Ma femme partagea ma douleur et la calma autant qu’il était en elle. Mais elle ne savait pas les paroles d’amour et de foi qui apaisent et relèvent. Elle fut pourtant très bonne et s’affecta de ma douleur. Elle s’en affecta même trop, car elle tomba malade. Cette délicate et rieuse créature n’était pas née pour souffrir. La tristesse la tuait. Il fallait l’arracher à ce séjour qu’elle détestait. Je m’arrachai, moi, à la tombe à peine refroidie de mon père, je conduisis ma femme chez ses parents. Ils avaient beaucoup aimé les miens, ils me témoignèrent de l’affection. Mais leur affliction ne pouvait se comparer à la mienne et ils éprouvaient le désir bien naturel de voir leur fille revenir promptement à la joie et à la santé. Ma contrainte était extrême. Il ne dépend pas de moi d’oublier vite et je me cachais pour ne pas attrister ma famille par ma présence. Ma femme ne s’en plaignait pas. Au contraire, je la voyais faire un pénible effort sur elle-même pour reprendre sa gravité quand je reparaissais. J’étais donc forcé de vivre seul, au milieu des siens, et je regrettais amèrement ma solitude d’Autremont où il m’eût été permis de pleurer mon père.

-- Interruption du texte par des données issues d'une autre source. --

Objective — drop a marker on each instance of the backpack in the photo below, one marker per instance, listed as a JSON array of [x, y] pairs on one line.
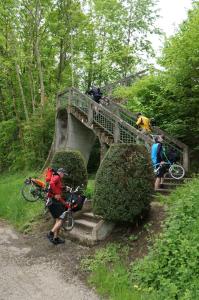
[[49, 172]]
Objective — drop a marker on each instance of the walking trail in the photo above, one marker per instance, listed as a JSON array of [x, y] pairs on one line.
[[32, 268]]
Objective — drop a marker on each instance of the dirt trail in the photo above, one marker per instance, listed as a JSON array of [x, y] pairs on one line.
[[33, 269]]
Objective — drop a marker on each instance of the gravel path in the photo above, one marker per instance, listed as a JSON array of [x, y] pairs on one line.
[[33, 269]]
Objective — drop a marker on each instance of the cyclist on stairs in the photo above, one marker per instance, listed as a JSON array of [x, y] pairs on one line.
[[143, 123], [157, 157], [56, 205]]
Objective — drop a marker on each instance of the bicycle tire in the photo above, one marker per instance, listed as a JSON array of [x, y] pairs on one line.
[[30, 192], [68, 223], [176, 171]]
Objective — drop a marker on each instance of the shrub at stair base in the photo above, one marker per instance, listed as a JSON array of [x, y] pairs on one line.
[[75, 165], [124, 183]]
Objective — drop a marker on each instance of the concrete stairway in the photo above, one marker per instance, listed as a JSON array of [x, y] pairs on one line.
[[170, 184], [89, 228]]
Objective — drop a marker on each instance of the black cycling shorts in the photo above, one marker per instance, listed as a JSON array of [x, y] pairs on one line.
[[56, 208]]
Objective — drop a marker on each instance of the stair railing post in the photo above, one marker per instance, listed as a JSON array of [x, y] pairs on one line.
[[90, 113], [186, 158], [116, 133]]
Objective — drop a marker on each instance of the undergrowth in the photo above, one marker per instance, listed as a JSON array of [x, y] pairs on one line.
[[170, 270], [13, 207]]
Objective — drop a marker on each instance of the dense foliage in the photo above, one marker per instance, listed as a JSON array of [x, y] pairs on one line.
[[172, 266], [171, 95], [48, 45], [26, 145], [171, 269], [124, 183], [75, 165]]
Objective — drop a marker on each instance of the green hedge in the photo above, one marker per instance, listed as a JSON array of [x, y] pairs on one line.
[[124, 183], [74, 164]]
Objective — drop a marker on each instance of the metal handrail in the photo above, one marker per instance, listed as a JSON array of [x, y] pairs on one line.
[[119, 123]]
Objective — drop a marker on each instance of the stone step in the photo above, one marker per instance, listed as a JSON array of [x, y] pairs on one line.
[[85, 225], [80, 235], [170, 179], [171, 185], [164, 191], [89, 216]]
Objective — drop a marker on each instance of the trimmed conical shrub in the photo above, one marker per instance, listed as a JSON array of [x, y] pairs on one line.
[[124, 183], [73, 162]]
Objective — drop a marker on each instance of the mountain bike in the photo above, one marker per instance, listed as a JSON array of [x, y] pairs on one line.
[[34, 189], [74, 202], [175, 170]]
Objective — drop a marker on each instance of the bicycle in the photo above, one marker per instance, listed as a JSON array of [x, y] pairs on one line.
[[74, 202], [175, 170]]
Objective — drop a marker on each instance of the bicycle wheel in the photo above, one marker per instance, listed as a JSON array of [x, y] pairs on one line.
[[30, 192], [176, 171], [68, 223]]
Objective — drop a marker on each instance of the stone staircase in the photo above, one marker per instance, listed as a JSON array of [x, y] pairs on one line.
[[170, 184], [111, 124], [89, 228]]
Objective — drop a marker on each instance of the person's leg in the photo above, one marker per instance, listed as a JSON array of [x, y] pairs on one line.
[[56, 227], [157, 183]]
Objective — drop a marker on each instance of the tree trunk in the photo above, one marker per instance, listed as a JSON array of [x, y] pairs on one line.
[[21, 91], [38, 57], [3, 115], [32, 89]]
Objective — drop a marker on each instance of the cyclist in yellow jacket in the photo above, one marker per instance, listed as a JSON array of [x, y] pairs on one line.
[[143, 123]]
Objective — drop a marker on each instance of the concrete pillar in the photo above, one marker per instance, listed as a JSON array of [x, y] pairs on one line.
[[104, 148]]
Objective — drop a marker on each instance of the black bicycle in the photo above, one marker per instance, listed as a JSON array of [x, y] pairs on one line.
[[74, 202]]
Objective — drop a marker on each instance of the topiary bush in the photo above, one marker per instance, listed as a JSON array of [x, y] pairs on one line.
[[124, 183], [73, 162]]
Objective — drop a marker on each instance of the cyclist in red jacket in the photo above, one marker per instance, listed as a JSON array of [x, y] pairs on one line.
[[56, 205]]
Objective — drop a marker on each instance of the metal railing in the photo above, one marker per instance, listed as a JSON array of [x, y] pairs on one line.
[[118, 123], [97, 114]]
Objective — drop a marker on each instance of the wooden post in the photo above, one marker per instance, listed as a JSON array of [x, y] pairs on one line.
[[90, 113], [186, 158], [116, 132]]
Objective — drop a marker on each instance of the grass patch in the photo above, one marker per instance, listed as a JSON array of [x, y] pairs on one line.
[[90, 189], [13, 207], [171, 269]]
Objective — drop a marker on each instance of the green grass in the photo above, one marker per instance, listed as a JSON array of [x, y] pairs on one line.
[[90, 188], [13, 207], [171, 269]]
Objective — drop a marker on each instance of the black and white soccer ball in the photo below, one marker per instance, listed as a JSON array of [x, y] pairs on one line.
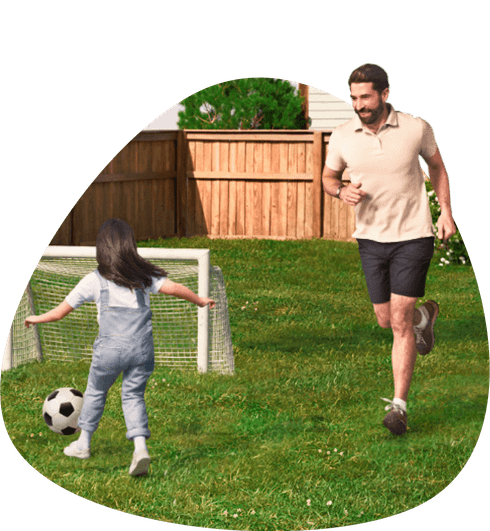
[[61, 410]]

On organisa, dans un château voisin, une partie de chasse à laquelle nous fûmes invités. Je craignais de me trouver condamné à subir, autour de nous, une gaîté bruyante, douloureux contraste avec notre deuil ; je craignais aussi la fatigue pour ma femme dont la santé se rétablissait à souhait. Je la suppliai de refuser. Elle en eut du dépit et tout de suite la migraine. La mère me reprocha de m’opposer aux distractions nécessaires, disait-elle, à la vie de son enfant. Elles iraient en voiture, au pas, s’il le fallait. Je dus céder, je montai à cheval, j’étais écrasé par les plus sombres pressentiments. Je ne voulus point me mêler à la chasse, je suivais la calèche où était ma femme, mais à distance, car j’avais, disait-elle, une figure de croque-mort qui parfois l’épouvantait.